This is the usual way stack based languages work, but I would agree that the manual wording implies (or at least allows) your interpretation.

> -----Original Message-----
> From: lua-bounces@bazar2.conectiva.com.br [mailto:lua-
> bounces@bazar2.conectiva.com.br] On Behalf Of Shmuel Zeigerman
> Sent: 25 June 2009 11:11
> To: Lua list
> Subject: Re: lua_replace finding
> 
> Patrick Donnelly wrote:
> > On Thu, Jun 25, 2009 at 12:39 AM, Shmuel Zeigerman<shmuz@013net.net>
> wrote:
> >> When Lua stack has one element, doing lua_replace(L,1) removes that
> element.
> >> (I'd expect the stack to be left unchanged.)
> [...]
> >
> > The manual is pretty explicit about the top element being removed
> from
> > the stack. I don't see why this should be different for this odd use
> > case.
> 
> Because it seems pretty unintuitive, even if it doesn't contradict with
> the manual. From the common sense point of view, replace "a" with "b"

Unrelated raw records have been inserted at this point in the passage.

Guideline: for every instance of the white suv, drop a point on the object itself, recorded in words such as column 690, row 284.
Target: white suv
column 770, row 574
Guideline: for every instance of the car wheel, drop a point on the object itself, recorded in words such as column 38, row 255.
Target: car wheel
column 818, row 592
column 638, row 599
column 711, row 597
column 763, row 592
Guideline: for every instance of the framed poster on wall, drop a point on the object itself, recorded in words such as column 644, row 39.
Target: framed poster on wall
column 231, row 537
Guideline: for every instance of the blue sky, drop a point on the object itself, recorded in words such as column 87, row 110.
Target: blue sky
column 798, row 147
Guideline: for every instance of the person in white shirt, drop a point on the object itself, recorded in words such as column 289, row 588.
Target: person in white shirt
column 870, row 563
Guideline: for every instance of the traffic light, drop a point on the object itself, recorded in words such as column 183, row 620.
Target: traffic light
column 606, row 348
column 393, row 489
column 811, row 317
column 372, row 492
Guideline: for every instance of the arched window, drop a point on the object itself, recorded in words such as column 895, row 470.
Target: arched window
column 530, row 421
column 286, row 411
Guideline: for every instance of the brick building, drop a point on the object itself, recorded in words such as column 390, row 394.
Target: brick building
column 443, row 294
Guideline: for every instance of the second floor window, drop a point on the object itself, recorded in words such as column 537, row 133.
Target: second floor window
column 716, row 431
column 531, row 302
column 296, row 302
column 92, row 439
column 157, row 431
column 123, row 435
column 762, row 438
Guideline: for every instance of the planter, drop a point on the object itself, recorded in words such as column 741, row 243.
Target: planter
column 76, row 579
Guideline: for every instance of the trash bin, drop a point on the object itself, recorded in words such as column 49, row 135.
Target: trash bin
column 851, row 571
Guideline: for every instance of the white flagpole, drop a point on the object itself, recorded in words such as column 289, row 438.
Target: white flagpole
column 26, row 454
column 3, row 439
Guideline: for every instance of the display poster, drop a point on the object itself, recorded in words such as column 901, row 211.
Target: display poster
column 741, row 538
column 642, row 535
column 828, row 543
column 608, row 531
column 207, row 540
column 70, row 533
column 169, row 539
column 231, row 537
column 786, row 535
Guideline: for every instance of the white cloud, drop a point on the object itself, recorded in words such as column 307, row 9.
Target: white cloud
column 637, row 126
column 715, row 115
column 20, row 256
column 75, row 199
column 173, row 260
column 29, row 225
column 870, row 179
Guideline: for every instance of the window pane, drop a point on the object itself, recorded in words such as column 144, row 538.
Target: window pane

> assumes there should be "b" in place of "a", rather then "nothing".
> 
> And, this use case is not so odd. It is like assignment "var1 = var2",
> where var2 can be anything, var1 included.
> 
> Here is the original use case:
>      if (lua_isnoneornil(L, 1)) {
>          lua_createtable(L, 0, 0);
>          lua_replace(L, 1);
>      }
>      luaL_checktype(L, 1, LUA_TTABLE);
> 
> The code above looked straightforward enough, and when it didn't work
> as
> expected, that was a surprise to me.